I stepped to his door, knocked, and entered. Captain Cayzer lay in a bunk under a middling-sized porthole; the cabin was full of the morning light. I started and stood at gaze, scarce crediting my sight, so shocked and astounded was I by the dreadful change which had happened in the night in the poor man's appearance. His face was blue, and I remarked a cadaverous sinking of the eyeballs; the lips were livid, the hands likewise blue, but strangely wrinkled like a washer-woman's. On seeing me he asked in a husky whispering voice for a drink of water. I handed him a full panikin, which he drained feverishly, and then began to moan and cry out, making some weak miserable efforts to rub first one arm, then the other, then his legs.

The steward stood in the doorway. I turned to him, sensible that my face was ashen and asked some question. I then said, "Where is Mr. Perkins?" He was on deck. I bade the steward attend to the captain, and passed through the hatch to the quarter-deck, where I found the mate.

"Do you know that the captain is very ill?" said I.

"Do I know it, sir? Why, yes. I've been sitting by him chafing his limbs and giving him water to drink, and attending to him in other ways.

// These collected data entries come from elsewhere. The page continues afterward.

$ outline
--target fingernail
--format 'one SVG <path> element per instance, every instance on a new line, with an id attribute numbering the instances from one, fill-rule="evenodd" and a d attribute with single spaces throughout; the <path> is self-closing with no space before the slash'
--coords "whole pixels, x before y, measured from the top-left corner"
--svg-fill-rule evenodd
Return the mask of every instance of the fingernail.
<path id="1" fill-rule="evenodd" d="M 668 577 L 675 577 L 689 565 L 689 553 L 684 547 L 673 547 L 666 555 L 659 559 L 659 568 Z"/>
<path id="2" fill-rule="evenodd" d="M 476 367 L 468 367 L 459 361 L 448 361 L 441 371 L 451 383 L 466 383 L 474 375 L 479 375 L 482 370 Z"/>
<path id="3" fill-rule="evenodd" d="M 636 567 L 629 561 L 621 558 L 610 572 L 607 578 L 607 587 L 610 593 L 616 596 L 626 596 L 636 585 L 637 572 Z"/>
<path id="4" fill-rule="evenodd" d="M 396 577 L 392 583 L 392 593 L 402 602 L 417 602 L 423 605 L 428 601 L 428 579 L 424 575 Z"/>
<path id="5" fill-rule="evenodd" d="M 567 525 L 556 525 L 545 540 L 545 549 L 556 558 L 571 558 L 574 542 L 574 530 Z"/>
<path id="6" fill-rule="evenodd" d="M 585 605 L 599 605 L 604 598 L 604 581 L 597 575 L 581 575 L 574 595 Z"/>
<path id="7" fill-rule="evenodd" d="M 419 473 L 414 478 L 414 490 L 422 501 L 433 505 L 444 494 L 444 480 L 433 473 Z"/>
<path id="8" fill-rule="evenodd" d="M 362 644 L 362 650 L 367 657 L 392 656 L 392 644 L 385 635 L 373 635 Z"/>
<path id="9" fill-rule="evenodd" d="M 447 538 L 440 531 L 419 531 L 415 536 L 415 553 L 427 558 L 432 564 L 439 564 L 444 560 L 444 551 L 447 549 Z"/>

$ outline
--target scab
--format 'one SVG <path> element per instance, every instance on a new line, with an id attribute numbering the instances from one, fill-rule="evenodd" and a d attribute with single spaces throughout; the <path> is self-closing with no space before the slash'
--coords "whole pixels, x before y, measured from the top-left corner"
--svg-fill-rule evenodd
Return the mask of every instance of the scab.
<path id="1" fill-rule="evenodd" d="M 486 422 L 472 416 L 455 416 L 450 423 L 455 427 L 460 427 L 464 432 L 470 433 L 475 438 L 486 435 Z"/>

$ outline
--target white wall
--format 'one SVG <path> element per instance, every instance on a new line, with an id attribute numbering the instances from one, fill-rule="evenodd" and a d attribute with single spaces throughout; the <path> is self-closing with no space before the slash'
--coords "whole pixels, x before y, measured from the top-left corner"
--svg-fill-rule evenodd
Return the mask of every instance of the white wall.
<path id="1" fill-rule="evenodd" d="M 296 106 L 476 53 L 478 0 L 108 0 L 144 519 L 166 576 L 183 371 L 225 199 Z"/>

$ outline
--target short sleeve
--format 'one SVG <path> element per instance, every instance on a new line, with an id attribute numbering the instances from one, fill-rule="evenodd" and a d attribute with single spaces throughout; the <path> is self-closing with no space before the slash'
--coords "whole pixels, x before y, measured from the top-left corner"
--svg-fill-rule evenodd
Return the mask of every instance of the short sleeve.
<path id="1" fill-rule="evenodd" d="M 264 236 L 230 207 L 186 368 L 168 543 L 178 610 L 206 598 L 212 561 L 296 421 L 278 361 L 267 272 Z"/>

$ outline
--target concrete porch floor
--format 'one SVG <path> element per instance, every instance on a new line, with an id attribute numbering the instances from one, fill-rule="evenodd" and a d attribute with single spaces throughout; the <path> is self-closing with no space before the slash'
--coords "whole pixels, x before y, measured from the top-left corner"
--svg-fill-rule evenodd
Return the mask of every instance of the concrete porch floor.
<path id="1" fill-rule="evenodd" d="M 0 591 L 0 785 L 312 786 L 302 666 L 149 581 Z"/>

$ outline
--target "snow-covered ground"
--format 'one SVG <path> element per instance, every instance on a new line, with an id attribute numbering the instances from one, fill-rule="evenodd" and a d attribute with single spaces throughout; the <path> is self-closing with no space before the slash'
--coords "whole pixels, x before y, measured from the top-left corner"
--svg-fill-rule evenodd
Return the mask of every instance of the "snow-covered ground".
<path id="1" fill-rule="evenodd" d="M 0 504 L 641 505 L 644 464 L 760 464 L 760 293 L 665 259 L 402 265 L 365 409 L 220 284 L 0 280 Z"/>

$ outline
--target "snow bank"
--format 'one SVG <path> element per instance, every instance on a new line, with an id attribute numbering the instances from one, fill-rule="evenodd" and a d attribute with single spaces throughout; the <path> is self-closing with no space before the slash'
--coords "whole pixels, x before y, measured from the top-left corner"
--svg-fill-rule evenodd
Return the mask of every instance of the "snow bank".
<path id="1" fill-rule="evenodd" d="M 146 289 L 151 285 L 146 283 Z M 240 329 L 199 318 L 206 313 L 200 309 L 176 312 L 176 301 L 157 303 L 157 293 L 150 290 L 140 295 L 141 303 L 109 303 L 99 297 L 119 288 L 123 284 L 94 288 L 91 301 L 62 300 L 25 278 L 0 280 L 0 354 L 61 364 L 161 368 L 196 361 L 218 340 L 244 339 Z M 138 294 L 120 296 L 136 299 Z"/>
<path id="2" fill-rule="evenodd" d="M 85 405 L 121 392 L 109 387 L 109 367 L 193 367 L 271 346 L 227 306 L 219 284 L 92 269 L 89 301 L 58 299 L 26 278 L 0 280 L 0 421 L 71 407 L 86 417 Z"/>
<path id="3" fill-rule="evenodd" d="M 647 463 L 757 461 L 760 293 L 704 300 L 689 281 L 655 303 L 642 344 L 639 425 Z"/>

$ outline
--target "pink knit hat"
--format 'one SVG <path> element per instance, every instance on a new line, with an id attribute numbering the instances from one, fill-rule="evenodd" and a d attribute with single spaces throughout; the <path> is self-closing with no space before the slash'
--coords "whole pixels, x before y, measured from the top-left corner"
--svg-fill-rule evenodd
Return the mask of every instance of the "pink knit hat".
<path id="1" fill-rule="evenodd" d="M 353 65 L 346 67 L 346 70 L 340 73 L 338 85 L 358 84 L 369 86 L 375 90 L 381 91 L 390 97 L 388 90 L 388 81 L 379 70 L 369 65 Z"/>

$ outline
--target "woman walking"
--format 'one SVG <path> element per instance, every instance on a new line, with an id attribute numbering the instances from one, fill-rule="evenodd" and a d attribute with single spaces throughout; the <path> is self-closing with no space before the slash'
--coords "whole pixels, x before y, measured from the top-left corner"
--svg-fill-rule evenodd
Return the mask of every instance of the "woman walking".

What is it, d'ye know, sir?"

"Cholera!" said I.

"Oh, my God, I hope not!" he exclaimed. "How could it be cholera. How could cholera come aboard?"

"A friend of mine died of cholera at Rangoon when I was there," said I. "I recognize the looks, and will swear to the symptoms."

"But how could it have come aboard?" he exclaimed, in a voice low but agitated.

My eyes, as he asked the question, were upon the raft. I started and cried, "Is that thing still there?"

"Aye," said the mate, "we haven't budged a foot all night."